I opened the tap and splashed some cold water on my face, so refreshing.

I looked at my reflection in the mirror. I had dark black hair that had grown long.

I had dark rings under my eyes and my skin was a pale white. I was tall and skinny.

I did not have the friendly nice guy look. How I looked echoed my personality. I wanted to be left alone. I was one of those people that when mothers walked past me they walked a little faster. I smiled a wicked smile then my face went back to its bland faraway look.

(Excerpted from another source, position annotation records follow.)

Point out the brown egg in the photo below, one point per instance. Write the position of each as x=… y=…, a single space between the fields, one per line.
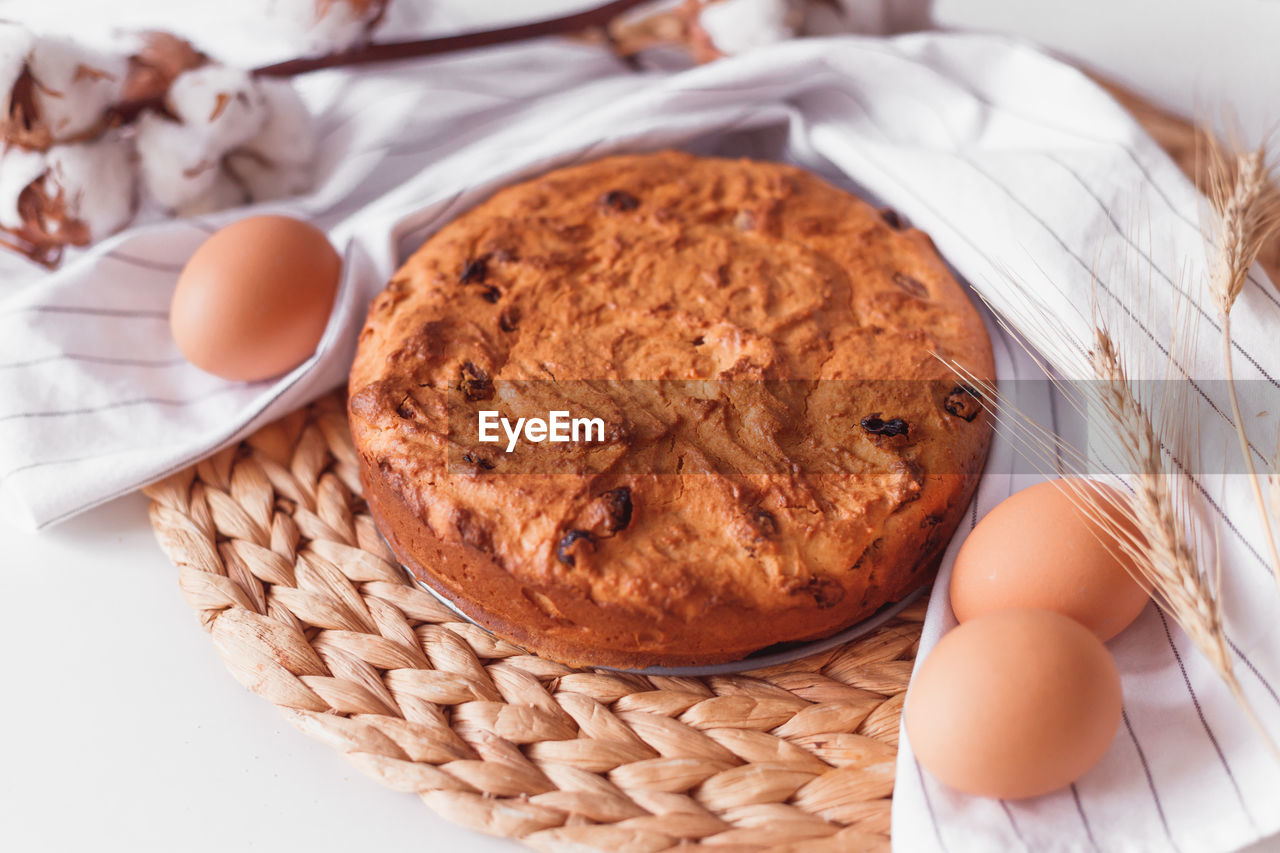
x=1038 y=550
x=255 y=297
x=1014 y=703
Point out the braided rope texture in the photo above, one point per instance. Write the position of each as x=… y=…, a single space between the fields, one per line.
x=277 y=553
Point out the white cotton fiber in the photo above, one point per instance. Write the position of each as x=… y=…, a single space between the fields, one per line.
x=737 y=26
x=176 y=162
x=74 y=86
x=16 y=45
x=96 y=181
x=319 y=27
x=18 y=169
x=223 y=104
x=277 y=163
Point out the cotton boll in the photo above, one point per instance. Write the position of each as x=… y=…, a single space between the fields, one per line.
x=95 y=182
x=268 y=181
x=869 y=17
x=223 y=192
x=19 y=168
x=277 y=163
x=177 y=163
x=286 y=132
x=222 y=104
x=737 y=26
x=325 y=26
x=16 y=44
x=73 y=86
x=155 y=60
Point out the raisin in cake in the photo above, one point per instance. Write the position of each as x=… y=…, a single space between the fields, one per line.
x=786 y=450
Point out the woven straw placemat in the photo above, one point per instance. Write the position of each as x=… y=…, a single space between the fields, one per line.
x=277 y=552
x=278 y=555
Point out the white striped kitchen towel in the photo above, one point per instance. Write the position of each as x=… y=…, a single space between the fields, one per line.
x=1023 y=172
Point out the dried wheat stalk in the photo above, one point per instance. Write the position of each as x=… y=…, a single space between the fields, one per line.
x=1155 y=525
x=1247 y=206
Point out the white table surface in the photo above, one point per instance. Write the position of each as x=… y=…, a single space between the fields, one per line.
x=123 y=731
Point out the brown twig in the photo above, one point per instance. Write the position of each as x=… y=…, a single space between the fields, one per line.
x=371 y=54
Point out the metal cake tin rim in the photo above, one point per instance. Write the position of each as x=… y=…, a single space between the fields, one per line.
x=731 y=667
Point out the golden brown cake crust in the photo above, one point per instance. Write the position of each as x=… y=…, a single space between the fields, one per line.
x=609 y=286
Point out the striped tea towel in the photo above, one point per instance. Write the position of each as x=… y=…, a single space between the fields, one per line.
x=1023 y=172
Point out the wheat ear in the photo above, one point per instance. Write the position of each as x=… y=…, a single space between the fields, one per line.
x=1248 y=215
x=1166 y=556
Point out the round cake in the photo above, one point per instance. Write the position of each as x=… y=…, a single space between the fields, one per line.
x=773 y=445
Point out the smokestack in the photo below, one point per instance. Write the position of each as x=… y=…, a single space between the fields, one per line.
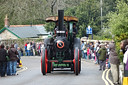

I headed for the shower and started getting ready for another day of the same thing as every day.

“So that will be one coke, two chocolate milkshakes, one tea with two sugars and a lager?” I do not think my voice could sound more disinterested than it was.

Every day was the same, nothing ever changed. I felt like a robot, like the life I was living was not my own. Something was missing, I knew it. I felt empty, so incredibly empty. Was this truly my purpose in life? I was not happy and had to find ways to keep myself from giving up on life completely. I’ve heard someone say that misery loves company.

So that’s what I did. I watched the people that came in the restaurant. I studied them and speculated on their shortcomings in life and the problems they were having.

That is how it started. After a while I started noticing more and more.

I started imagining their fears, their hopes and aspirations. I studied what emotions they were feeling and speculated as to what caused those emotions. Everyday this is what I did and every day I seemed to learn more about the human race.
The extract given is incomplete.